Aşkta sahip olma duygusu hâkim
Mitolojide Zeus ve Hera’nın ile evliliğine dayanan Sevgililer Günü kutlamalarının, her yıl 14 Şubat’ta genç kızların kura ile genç erkeklerle eşleşerek bereketlendirileceğine inanılan bir gün olarak nitelendirilerek zamanla bir gelenek halini aldığını hatırlatan Psikolog İrem Naz Kırım, aşkın ve sevginin insan psikolojisinde etkileri hakkında şu bilgileri paylaştı:
“Aşkta ünlü psikanalist, sosyolog ve filozof Erich Fromm’un da belirttiği gibi ‘sahip olma’ arzusu hâkimken sevgide ‘olma’ arzusu hâkimdir. Fromm, sevginin sahip olmak ve olmak ayrımından şöyle bahseder; “Sevmek, sevilen insanı canlandırmak, onun yaşam duygusunu arttırmak ve aynı zamanda kendinin de canlandığı ve yenilendiği bir süreçtir. Eğer sevgi sahip olmak türünde ele alınırsa o kişiyi kendinin kılmak, denetim altına almak anlamına gelir ve bu durum engelleyici bir eyleme dönüşür. Çoğu aşk olarak belirtilen şey, sevme beceriksizliğini gizlemek için kullanılan bir maskedir. Aşk adı altına yapılan kıskançlıkları, aşırı kuralcı ve kontrolcü sevgilileri, kısıtlayıcı tüm eylemleri ve hatta aşk cinayetlerini Fromm aslında o kişilerin sevmeyi bilmeme, becerememesi olarak nitelendirmiştir.”
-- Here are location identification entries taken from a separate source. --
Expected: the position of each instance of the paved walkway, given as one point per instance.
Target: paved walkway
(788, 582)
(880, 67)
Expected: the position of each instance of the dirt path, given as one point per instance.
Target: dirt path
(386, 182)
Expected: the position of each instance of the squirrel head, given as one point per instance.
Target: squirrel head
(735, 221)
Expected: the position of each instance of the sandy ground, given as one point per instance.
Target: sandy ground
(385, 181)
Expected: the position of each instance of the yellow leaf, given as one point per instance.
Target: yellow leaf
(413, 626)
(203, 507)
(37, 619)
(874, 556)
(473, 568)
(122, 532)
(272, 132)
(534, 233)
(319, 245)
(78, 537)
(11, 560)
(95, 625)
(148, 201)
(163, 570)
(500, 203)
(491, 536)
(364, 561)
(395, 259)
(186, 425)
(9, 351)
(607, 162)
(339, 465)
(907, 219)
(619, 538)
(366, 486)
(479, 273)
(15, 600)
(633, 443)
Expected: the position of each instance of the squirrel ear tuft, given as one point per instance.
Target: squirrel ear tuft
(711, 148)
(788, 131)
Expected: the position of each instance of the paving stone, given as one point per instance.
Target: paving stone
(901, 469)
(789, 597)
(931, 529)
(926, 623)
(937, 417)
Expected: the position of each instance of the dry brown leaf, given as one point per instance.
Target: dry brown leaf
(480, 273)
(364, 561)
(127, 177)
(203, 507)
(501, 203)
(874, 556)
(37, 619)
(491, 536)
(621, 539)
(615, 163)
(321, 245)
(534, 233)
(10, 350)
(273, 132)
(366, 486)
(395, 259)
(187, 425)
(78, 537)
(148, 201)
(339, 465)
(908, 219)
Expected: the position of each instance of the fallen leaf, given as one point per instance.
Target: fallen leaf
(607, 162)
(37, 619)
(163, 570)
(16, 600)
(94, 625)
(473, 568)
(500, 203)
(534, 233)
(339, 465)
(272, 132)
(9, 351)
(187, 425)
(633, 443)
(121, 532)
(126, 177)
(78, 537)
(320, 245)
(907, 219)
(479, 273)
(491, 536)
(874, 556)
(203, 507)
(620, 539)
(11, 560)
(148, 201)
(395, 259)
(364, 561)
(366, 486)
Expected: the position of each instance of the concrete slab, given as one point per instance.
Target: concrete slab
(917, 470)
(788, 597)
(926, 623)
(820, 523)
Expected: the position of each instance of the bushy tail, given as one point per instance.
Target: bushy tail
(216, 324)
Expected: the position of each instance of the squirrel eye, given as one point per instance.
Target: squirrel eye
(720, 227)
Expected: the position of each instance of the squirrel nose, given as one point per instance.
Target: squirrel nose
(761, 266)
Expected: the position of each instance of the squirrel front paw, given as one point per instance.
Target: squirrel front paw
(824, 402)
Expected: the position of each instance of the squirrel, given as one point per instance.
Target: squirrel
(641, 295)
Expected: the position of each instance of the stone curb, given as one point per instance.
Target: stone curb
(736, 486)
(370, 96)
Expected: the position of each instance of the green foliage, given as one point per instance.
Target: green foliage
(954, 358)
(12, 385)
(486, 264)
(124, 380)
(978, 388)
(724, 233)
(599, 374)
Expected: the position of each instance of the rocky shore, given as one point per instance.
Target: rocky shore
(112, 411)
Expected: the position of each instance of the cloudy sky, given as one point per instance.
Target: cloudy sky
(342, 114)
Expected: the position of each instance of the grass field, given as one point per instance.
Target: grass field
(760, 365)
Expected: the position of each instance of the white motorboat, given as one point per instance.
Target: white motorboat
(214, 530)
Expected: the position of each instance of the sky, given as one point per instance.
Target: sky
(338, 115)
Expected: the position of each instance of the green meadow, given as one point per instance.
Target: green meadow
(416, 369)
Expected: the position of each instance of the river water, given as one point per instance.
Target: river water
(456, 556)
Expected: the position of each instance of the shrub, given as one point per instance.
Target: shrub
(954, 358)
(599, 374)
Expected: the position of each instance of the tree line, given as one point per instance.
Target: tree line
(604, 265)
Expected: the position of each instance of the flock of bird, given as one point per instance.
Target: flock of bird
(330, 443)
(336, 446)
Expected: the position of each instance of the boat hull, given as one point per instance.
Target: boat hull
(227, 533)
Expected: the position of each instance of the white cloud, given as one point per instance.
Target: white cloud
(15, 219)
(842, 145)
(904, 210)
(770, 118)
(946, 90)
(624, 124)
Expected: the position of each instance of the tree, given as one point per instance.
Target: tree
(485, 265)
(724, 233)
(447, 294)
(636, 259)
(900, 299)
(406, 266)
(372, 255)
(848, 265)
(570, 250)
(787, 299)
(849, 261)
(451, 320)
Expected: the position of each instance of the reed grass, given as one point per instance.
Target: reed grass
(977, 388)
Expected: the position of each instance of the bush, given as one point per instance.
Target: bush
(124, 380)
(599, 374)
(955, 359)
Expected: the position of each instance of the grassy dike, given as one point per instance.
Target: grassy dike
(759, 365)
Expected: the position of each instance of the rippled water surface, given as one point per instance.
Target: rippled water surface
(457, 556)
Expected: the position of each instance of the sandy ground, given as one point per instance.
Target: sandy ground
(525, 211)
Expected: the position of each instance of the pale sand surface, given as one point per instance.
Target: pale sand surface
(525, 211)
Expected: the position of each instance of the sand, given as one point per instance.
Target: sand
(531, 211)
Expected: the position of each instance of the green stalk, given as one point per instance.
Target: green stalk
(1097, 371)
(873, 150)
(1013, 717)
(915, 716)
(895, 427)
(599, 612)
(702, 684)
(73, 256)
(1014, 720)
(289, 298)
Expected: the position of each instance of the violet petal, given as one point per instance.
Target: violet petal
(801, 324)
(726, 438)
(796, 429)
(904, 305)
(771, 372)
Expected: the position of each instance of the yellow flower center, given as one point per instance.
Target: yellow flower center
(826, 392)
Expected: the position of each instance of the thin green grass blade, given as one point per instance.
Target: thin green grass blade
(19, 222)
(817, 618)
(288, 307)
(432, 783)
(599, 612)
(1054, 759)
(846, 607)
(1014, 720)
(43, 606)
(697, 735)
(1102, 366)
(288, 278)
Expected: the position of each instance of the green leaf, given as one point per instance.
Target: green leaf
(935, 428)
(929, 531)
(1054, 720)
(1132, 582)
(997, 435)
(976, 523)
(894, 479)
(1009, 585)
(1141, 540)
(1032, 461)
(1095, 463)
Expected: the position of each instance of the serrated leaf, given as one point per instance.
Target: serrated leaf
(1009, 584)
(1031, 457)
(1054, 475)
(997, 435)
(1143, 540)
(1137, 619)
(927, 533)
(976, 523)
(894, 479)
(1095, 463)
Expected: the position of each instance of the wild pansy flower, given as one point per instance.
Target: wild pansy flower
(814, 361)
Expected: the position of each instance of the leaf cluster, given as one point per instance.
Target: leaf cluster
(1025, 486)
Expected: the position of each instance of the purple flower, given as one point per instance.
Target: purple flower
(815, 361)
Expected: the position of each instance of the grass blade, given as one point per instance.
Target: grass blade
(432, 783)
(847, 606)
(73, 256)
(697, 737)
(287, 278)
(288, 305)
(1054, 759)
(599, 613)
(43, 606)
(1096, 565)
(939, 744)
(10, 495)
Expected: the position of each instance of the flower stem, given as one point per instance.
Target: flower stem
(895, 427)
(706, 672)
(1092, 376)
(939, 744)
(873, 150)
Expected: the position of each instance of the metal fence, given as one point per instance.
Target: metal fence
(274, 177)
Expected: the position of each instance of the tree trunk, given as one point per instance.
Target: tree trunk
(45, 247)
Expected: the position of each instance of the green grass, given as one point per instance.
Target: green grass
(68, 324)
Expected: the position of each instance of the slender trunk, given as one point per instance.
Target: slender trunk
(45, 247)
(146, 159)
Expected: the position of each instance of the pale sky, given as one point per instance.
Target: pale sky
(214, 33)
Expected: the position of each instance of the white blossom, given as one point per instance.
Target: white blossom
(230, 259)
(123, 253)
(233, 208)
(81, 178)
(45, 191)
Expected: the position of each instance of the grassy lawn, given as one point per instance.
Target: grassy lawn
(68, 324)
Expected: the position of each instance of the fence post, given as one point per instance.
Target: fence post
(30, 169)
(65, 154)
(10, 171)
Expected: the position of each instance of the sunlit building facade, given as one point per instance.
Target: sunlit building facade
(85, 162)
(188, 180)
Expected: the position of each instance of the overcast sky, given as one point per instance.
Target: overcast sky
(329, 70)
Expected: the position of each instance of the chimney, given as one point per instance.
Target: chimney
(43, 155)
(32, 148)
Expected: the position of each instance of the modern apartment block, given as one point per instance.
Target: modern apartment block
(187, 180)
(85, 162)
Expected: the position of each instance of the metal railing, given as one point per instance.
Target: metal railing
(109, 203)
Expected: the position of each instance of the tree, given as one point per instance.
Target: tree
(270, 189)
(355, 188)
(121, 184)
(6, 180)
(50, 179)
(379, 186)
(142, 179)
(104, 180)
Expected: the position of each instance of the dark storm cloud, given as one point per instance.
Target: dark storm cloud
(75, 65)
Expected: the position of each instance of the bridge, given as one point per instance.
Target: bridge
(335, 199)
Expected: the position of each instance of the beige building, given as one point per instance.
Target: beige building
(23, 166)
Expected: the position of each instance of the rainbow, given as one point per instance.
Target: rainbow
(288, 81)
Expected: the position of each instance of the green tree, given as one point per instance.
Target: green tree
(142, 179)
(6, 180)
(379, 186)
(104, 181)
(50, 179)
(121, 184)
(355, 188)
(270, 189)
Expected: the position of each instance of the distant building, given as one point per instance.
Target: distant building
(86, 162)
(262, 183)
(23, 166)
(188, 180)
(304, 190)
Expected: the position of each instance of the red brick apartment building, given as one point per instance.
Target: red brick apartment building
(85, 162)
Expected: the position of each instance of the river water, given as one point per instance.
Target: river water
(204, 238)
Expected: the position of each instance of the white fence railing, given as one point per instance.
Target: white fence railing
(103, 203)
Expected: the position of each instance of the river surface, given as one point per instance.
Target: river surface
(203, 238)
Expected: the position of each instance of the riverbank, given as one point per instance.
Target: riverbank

Aşırı kıskançlık çok sevmekten değil, özgüvensizlikten gelir
Psikolog İrem Naz Kırım, “Seven insan kıskanır, birbirimizde sosyal medyalarımızın şifrelerinin olması çok normal, severim de döverim de, gittiği her yeri haber vermek zorunda, ne giydiği, kimle gittiği, ne zaman geleceğini bilmem lazım” gibi kontrolcü sözlerin aslında bazı kişilerin sevme beceriksizliğini dışarı vurduğunu vurgulayarak şöyle devam etti: “Bu gibi cümleleri sık sarf etmek aslında sizin sevmeyi değil, sahip olmayı istediğiniz anlamına geliyor. Hayır, o kişi sizin değil. O bir birey ve karşılıklı sevgi besliyorsunuz. Siz olmadığınız zamanda da hayatına devam etti, etmeye devam edecektir. O kişi benimdir, dediğiniz zaman sevdiğiniz kişi birey olmaktan çıkıp bir nesne haline dönüşüyor. Kontrol etmeye çalışmanız o kişiye karşı güvensizliğinizi, hatta özünde özgüvensizliğinizi gösteriyor. Yani, aşırı kıskanmak çok sevmekten değil, aksine öz güvensizlikten gelmektedir.”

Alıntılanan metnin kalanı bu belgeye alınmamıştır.